De mitos se faz, é certo, a
realidade actual, mas não por via destas manhosas habilidades linguísticas de
um primeiro-ministro viciado na mitomania. Sem peso nem relevância bastantes
para justificarem grande perda de tempo com elas. Pois não foi certamente por
ter sugerido a emigração (como forma de reduzir a pressão do desemprego
descontrolado) que se assistiu nos últimos quatro anos ao maior fluxo
emigratório de que há memória, nele se integrando alguns dos jovens mais
qualificados de sempre. Se bem que esse discurso correspondesse a uma política
que foi posta em prática em nome de um projecto de sociedade claramente
definido, longamente preparado e impiedosamente prosseguido sem olhar aos
custos humanos provocados. E isso, sim, já merece tempo e outro tratamento.
Como, por exemplo, o mito do Euro, expresso no conceito de
que, à parte uma muito reduzida minoria radical, ninguém quer sair do Euro, pois isso corresponderia a um retrocesso
de consequências irreparáveis, pelo que tudo deverá ser feito para que tal
catástrofe não aconteça. Pouco importa que, pelo caminho e em nome desse mítico
desígnio, se destrua a frágil estrutura produtiva do País, se delapide a sua escassa
riqueza, se eliminem empregos e ocupações profissionais, se comprometa o
futuro, se desfaçam vidas e projectos de vida. Neste depressivo contexto, o
Euro assume-se como o essencial de um projecto em nome de um vago e distante
sonho europeu. O mais curioso é que, pela boca dos seus arautos, tal sonho só
terá realização na melhor das hipóteses daqui a vinte, trinta, quarenta anos…
Isto se a actual tendência de baixa das taxas de juro se mantiver para não
agravar demasiado uma dívida impagável! Ainda assim ele é apresentado como o
único projecto possível para Portugal. Para além dele sobra o caos e a miséria!
Por esta altura, porém, já poucas
dúvidas restam sobre a extinção, a prazo, do Euro. Deste Euro criado para
servir – não obstante todas as mitomanias com que o envolvem para o tornar
aceitável – de instrumento à implantação/imposição de um projecto político cujo
objectivo último é, confessadamente, a supremacia
da liberdade dos mercados sobre a vontade
democrática dos povos.
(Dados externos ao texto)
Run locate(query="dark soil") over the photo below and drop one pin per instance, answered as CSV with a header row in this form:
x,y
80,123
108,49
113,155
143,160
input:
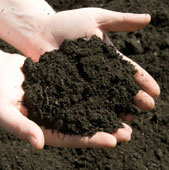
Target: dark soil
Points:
x,y
79,89
149,147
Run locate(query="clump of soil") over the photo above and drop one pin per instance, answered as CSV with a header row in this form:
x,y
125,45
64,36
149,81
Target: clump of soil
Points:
x,y
80,88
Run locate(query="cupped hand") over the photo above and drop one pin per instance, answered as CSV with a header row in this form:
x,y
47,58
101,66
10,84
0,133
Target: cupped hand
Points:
x,y
37,28
13,115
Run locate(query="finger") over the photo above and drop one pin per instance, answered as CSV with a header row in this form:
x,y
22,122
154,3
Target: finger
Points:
x,y
99,140
123,134
20,126
144,80
144,101
117,21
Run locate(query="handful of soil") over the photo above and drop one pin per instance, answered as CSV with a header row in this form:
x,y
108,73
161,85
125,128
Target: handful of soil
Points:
x,y
79,89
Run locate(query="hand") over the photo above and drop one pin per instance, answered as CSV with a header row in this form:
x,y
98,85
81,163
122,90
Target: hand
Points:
x,y
13,115
44,30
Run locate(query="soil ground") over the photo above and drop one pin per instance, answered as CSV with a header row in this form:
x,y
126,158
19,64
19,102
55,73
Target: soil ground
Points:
x,y
149,147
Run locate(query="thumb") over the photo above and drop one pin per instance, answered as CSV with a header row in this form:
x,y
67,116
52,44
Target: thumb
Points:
x,y
20,126
123,22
Se acontecer, como é provável, a expulsão da Grécia
da zona Euro, pelo menos o Euro que se conhece acabou! A ilusão grega de que lhe
seria permitido colocar a cabeça fora da austeridade imposta que a sufocava e
assim retomar algum fôlego que lhe consentisse vir a cumprir as
responsabilidades externas legitimamente contraídas, foi esmagada por uma
coligação de poderes apostada, contra todas as veleidades e alternativas, em
demonstrar a absoluta prioridade política daquele projecto. E é por isso que dificilmente
se admite qualquer outro cenário para a Grécia.
Um eventual volte-face
representaria, para além de um enorme revés e uma demonstração de fragilidade
desse projecto, um perigoso e inadmissível precedente. Mais do que improvável (se
se considerar a pequeníssima margem permitida ainda à política), do que aqui se
trata é mesmo de uma impossibilidade, pois a lógica das forças do mercado assim
o determina. Qualquer alteração introduzida no actual processo de globalização
dos mercados contrária à lógica liberalizante que o domina ameaçaria abanar e fazer
ruir o edifício até agora construído pelo risco de propagação e contaminação
daí resultante. A menos que a consciência do instinto suicidário do sistema
permita ainda, contra todas as expectativas, inverter uma situação que,
descontrolada, ameaça precipitar a sua derrocada. Como, aliás, já aconteceu no
passado ainda que tal só haja ocorrido após verdadeiras hecatombes – aquando da
Grande Depressão, na sequência da II Guerra Mundial… Afinal talvez se não
esteja hoje assim tão longe de uma situação extrema como essas!
Enquanto isso, os mitómanos da
política insistem e persistem nos ‘velhos
mitos’ do mercado que sustentam a ideologia neoliberal numa autêntica fuga
em frente, com a maioria dos políticos e a generalidade dos ‘média’ afinados a
uma só voz (só assim é possível manter uma imagem 'credível'!): que a saída do Euro
será, pois, a catástrofe – a chantagem do medo parece colher resultados, pelo
menos até agora; que só a gestão privada é eficaz e capaz de
criar riqueza – daí esta fúria privatizadora; que a competitividade externa é
vital para o País – descarada forma de legalizar o ‘dumping’ fiscal entre
países; que a segurança social não é sustentável por razões demográficas – logo
de imediato, com a alternativa do modelo de capitalização, a mão estendida aos
Fundos de Pensões;… E tal como a coligação neoliberal no poder pretendeu ‘vender’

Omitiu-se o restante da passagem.